In MHO, that book is good for an overview, but far from being technical enough to build a donkey, save as a freelance job. I'd recommend it, however, just for the overview of the subject.

Also, I think someone just above referred to the pinion clutch as a 'jam brake'. If we're talking of the same part, that's technically incorrect. Also, from some practical experience with 'band-type' power transfer, there's the risk of slippage/catastrophic failure, esp. if the band lets go. The pinion-clutches are positive-lock systems OTOH.

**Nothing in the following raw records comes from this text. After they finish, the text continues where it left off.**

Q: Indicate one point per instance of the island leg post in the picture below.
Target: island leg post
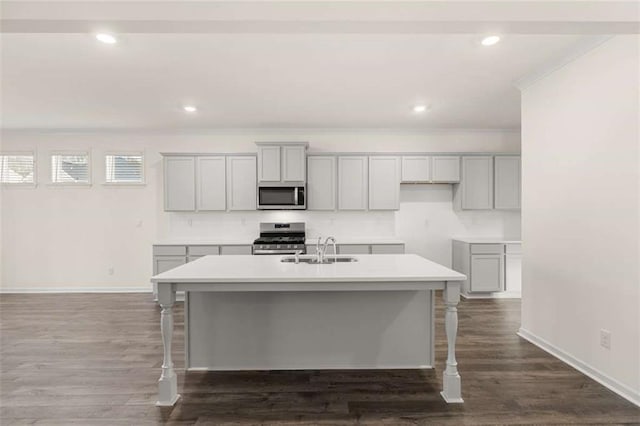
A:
(451, 386)
(168, 383)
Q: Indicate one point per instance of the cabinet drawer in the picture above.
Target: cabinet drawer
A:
(387, 249)
(224, 250)
(513, 248)
(487, 249)
(354, 249)
(203, 250)
(169, 250)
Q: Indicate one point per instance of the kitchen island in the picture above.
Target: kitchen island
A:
(256, 312)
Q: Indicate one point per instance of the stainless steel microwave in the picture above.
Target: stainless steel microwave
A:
(281, 197)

And the other gentleman is right: there is no power outfeed, they used a second line w. block & tackle to drag the cable back to the site where the downed trees were. I _think_ that's what the second drum was used for. That may be covered in the book; not sure where I picked up that piece of info.

Les


----------



## Mik (Jan 2, 2008)

Like I said, probably different features for different uses... A hoisting engine vs a cable logging engine would LOOK alike until you studied them closer. The one at Portersville HAS a link reverse, and band brakes both on the drum (the one that is there, the second one is long gone) and one crank disc. The 3 hoist engines on the barge crane had piston valves and reversed via switching the ports like a Soule sawmill carriage engine. They also had band brakes on the hoisting drum


----------



## Eric M. (Jan 3, 2008)

Ah! I found it. Bill Harris's Live steam articles have been compiled into some books. Many may know him for his articles/book on the cute little logging engine with a gypsy winch on the front known as the Falk. His articles on the steam donkey have been compiled into a complete book. I seems as though this book is still in print so it is pretty cheap right now. 15 bucks! have a look at ebay item number: 120368570839. Les is correct, "In Search of Steam Donkeys", while a great photo reference, and it even has a couple drawings, it will still not give you the technical knowledge to build a working mechanism. Bill Harris's book will. 

The machine in Bill's book shows the type that I am familiar with, that has a friction band style brake, clutch and safety ratchet on both drums and a non reversing engine. 

Les, your description regarding clutches is correct. What I was trying to describe, but may not have been clear earlier, was that we changed the mechanisms to work better in 1:20.3 scale. We ARE using friction band brakes, but ours are default ON. Our machines do not have the safety ratchet (because if a 1:20.3 scale log gets away from us, it wont kill anybody) and our clutch mechanism is not a pinion type, but instead a pressure plate-- again because catastrophic failure or slippage do not pose a safety hazard in our scale. These were just some small compromises for a working model. this allows us to capture the look of a full size machine, we can also accomplish the same task but have a simpler operation. 

Regards,


----------



## Les (Feb 11, 2008)

Eric,

I think I got the gist of your explanation the first time around. I have no problem with deviations from an original design so long as they're duly noted. In your case with the brakes, I can't see a thing to be feared from accident, or from using a clutch plate in place of pinion clutches. Sometimes I think the 'hazard' bit gets 'way overdone.

Les


----------



## Mik (Jan 2, 2008)

For those who thought I was nutz or making stuff up -- I finally got pix to prove I wasn't (at least not on this). Stephenson's reverse gear, brake, throttle -- ONE lever does it all. (American Hoist & Derrick, with 4-1/2 x 6 cylinders... but what was it made for?)


----------



## Mik (Jan 2, 2008)

Gotta love double posts


----------